Wilkinson v. Vesey

Decision Date20 October 1972
Docket NumberNos. 1479-A,s. 1479-A
Citation295 A.2d 676,110 R.I. 606
Parties, 69 A.L.R.3d 1202 Winifred WILKINSON v. John M. VESEY. Carol PEZZULLO, Administratrix of the Estate of Allen W. Wilkinson v. John M. M. VESEY. Winifred WILKINSON v. Russel R. HUNT. Carol PEZZULLO, Administratrix of the Estate of Allen W. Wilkinson v. Russel R. HUNT. ppeal to 1482-Appeal.
CourtRhode Island Supreme Court
OPINION

KELLEHER, Justice.

These are medical malpractice actions brought by a husband and wife against the defendant physicians each of whom has specialized in the field of diagnostic and therapeutic radiology. The wife is the victim of the alleged malpractice. The husband 1 has sued for consequential damages. A jury trial was held in the Superior Court. At the end of eight days of testimony, the plaintiffs concluded their case. At that juncture, the trial justice first refused them permission to amend their complaints and then granted the defendants' motion for a directed verdict. The plaintiffs seek a reversal of each of these adverse decisions. Since we believe the success of the husband's suit is dependent on the defendants' liability to his wife, we shall hereafter treat her as the sole plaintiff. Sometimes during this opinion, we shall refer to the plaintiff as Mrs. Wilkinson or by her first name.

As we begin our consideration of plaintiff's appeal, we shall give a brief summary of the circumstances and incidents which culminated with the commencement of this litigation.

In June, 1951, Winifred Wilkinson was 33 years old, in very 'good' health, married and the mother of two children. During the early summer, she began to experience radiating pains in her hands, arms and legs. She brought her complaints to the Wilkinsons' family physician, Dr. Eugene Gaudet. He advised plaintiff to enter the Roger Williams General Hospital for a period of observation. Winifred spent a week at the hospital.

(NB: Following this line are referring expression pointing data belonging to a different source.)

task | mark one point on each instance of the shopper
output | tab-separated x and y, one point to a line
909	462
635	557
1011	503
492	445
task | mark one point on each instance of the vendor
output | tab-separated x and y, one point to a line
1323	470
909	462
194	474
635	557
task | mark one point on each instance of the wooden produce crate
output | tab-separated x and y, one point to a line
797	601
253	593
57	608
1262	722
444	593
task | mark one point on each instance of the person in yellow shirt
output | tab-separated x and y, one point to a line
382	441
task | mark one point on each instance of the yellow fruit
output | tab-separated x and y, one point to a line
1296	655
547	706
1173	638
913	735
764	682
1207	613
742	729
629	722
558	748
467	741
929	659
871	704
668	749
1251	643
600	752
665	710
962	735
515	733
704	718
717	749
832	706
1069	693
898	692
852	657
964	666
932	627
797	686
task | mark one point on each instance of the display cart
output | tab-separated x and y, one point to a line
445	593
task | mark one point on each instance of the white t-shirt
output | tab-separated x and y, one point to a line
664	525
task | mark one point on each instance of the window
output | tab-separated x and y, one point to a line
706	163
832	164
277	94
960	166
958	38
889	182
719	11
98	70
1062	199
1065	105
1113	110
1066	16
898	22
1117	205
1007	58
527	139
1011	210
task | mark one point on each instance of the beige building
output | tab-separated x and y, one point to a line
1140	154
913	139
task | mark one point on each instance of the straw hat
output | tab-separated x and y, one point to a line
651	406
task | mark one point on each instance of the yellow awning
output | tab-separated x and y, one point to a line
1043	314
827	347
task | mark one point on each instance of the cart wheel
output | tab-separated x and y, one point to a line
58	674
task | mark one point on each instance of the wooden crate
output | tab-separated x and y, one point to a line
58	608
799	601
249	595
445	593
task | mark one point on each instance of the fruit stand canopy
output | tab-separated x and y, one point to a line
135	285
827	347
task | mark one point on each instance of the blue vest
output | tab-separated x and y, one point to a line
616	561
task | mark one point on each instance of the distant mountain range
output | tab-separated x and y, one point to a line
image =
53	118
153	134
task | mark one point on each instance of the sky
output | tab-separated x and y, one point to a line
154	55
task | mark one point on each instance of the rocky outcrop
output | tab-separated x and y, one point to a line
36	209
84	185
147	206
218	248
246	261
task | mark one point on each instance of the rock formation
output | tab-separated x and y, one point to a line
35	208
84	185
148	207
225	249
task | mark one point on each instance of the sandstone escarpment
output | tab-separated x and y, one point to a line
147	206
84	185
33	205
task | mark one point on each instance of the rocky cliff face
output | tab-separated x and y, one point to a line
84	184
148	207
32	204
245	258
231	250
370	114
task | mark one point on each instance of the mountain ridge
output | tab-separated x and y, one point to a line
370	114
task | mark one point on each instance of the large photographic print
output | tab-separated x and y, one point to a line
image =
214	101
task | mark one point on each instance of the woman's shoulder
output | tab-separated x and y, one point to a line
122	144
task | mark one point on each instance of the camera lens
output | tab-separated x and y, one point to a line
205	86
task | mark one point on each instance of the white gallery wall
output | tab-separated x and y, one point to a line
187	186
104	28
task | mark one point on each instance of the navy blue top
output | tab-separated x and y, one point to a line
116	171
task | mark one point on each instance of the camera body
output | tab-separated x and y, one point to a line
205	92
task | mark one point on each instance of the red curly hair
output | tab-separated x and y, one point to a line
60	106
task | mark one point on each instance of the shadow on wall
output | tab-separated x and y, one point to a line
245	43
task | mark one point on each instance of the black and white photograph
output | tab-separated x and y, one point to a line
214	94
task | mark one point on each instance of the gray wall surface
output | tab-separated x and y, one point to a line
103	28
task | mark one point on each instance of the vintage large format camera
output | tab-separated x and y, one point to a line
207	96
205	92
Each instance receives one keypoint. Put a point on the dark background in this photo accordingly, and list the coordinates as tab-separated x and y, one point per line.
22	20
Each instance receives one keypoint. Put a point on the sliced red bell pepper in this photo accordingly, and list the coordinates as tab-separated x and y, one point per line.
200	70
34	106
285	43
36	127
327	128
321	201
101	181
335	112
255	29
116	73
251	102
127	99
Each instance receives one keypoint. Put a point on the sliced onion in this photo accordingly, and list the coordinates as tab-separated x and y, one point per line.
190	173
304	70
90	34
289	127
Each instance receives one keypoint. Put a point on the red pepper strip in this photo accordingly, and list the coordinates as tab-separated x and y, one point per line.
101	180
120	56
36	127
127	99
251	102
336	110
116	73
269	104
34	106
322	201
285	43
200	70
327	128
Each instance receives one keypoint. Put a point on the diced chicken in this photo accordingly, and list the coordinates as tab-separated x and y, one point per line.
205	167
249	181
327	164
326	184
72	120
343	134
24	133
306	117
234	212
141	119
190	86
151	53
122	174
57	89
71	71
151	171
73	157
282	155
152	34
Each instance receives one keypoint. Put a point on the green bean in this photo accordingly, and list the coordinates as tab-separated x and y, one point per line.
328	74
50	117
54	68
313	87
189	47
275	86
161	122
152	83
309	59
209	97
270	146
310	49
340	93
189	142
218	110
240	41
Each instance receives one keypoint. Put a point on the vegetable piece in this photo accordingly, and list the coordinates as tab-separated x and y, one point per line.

She received no treatment but, as part of the hospital's routine, had an x-ray taken of her chest.

Sometime after her departure from the hospital, Winifred was notified by Dr. Gaudet that the hospital x-ray showed a 'shadow.'

Winifred returned to the hospital. She remained there for 10 days. During this interval, she met defendants. They were members of the hospital staff and associated in the practice of their specialty. Their office was located on the hospital's premises. Doctor Peter Harrington, 2 a 'chest specialist' was summoned in as a consultant. A chest x-ray taken on July 28 and a fluroscope examination conducted on July 30 were interpreted by the two radiologists. A report dated July 30 and signed by Dr. Hunt, but embodying both defendants' conclusions, states that Winifred had 'probably a lymphoma of the mediastinum 3 or possibly a substernal thyroid.'

The defendants recommended that Winifred undergo a 'trial' course 4 of deep radiation therapy which began on July 30 and continued each day until August 4. An x-ray taken on August 10 disclosed a shrinkage in the shadow. The defendants viewed this x-ray and diagnosed Winifred's ailment as a malignant tumor in the right upper mediastinum. The therapy treatments continued. They were administered on three different periods of time during an interval which began on August 13 and ended sometime in January, 1952. Each period of treatment extended over a period of several days. During this time, the x-rays were administered sometimes on the chest and other times on Winifred's back. Three different parts of the chest and the back were exposed to the radiation beam. The plaintiff would report to either defendant, both before and after the treatment.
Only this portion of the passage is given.